As his life went on, Prince’s focus shifted from a pure obsession with his music to more expansive concerns about creative independence and the record business. “When you’re a young man, you think you’re the center of the universe,” he said to me in 2004. “Later, you see you’re just part of it.” The results were sometimes visionary, often frustrating. Even when his ideas, or strategies, were on point, he didn’t have the same mastery in the business world that he had in the recording studio, and he never learned how to surrender control and let others handle the necessary follow through.

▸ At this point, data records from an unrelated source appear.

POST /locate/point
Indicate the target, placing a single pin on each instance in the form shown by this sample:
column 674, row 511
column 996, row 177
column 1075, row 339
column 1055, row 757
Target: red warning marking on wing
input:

Inarguably, Prince raised awareness of some critical issues—challenging conventional constructs about ownership of creative property and how its release is controlled—but, too often, it seemed to distract from his own music. And one of the great shames is that he made it so difficult for a new generation to fully comprehend his brilliance. At the time of his death, there was no official release easily available of him performing at his prime; concert videos, including a 1985 Syracuse show and the 1987 Sign o’ the Times film have long been out of print, never even making it to DVD.

All of that went away, though, the moment he hit the stage. There’s something perfect about the fact that Prince’s final performances, billed as the “Piano & A Microphone” tour, featured him alone—no fancy lights, no dancers, no show business. Just one man and the spectacular catalog of songs that he gave us over almost 40 years. As thrilling a performer as he was, it served as the ultimate reminder that, at the heart of it all, the music was always enough—and that, as he sang in “Let’s Go Crazy,” in this life, you’re on your own.